Going to the Dominican was perfect. Warm sea, wind in the palm trees, snorkeling, strolling along the beaches, riding the waves in small boats. Coming back in a snowstorm made for just the right amount of exhilaration. And we’ve had more snow and I am reveling in it. Three cross country skis now – a grand boost to my morale.

The Toronto Storytelling Festival is coming up this weekend. Jennifer is working on a new piece about nineteenth century women who longed for the exotic, the adventurous, then went out to live their dreams. It’s a show that highlights the differences between us for, although I find it fascinating, it’s not something I would have been drawn to on my own account.

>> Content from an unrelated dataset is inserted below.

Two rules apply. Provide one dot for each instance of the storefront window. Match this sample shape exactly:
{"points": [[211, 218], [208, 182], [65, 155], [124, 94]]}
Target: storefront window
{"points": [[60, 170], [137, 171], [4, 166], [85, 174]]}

I do, however, see its importance for what these women really wanted was to reach higher, to go beyond the life that was prescribed for them. Also as I listen to the rehearsals I realize that when I was a kid all the adventurers I ever heard of were men. Women who risked and dared were usually mocked in some way or other, much as the suffragettes were – chaining themselves to railings, going on hunger strikes and other footling activities!

Once more, I’m reminded of the need to get all of the stories out there, especially the ones that call to us, the ones that are particularly ours to tell.

Right now, of course, The Odyssey is also calling to us again – the last show for the 2wp 2012/2013 season. As I began to work on some of the promos, it came as something of a shock to realize that Gail, Ellis Lynn, Jennifer and I have been working on this great epic now for almost twenty years. We have it in our souls.

Always when we come back to it, there’s a freshness; always a deep feeling of satisfaction and delight. Always it strikes a strong chord with our audiences. When I mentioned that The Odyssey was upcoming in my close-out remarks to Jan Gregory’s show, I heard little sighs of anticipation and saw faces light up all around.

Yes, this is very much a man’s story. But what a story. It seems to have all of everything within it. It’s such a human tale. I have never even come close to regretting that we took it on. The resonances are for all of us. I remember after one performance talking to two women about the terrible battle of homecoming – a gut wrenching event if ever there was one, no holds barred. “We don’t like it but we do have to admit, there will be a time of ruthlessness for all of us,” one of the women said to me. “Better to face it,” the other woman agreed.

Stories of men, stories of women – always so much to think about. Another of the great joys of our lives.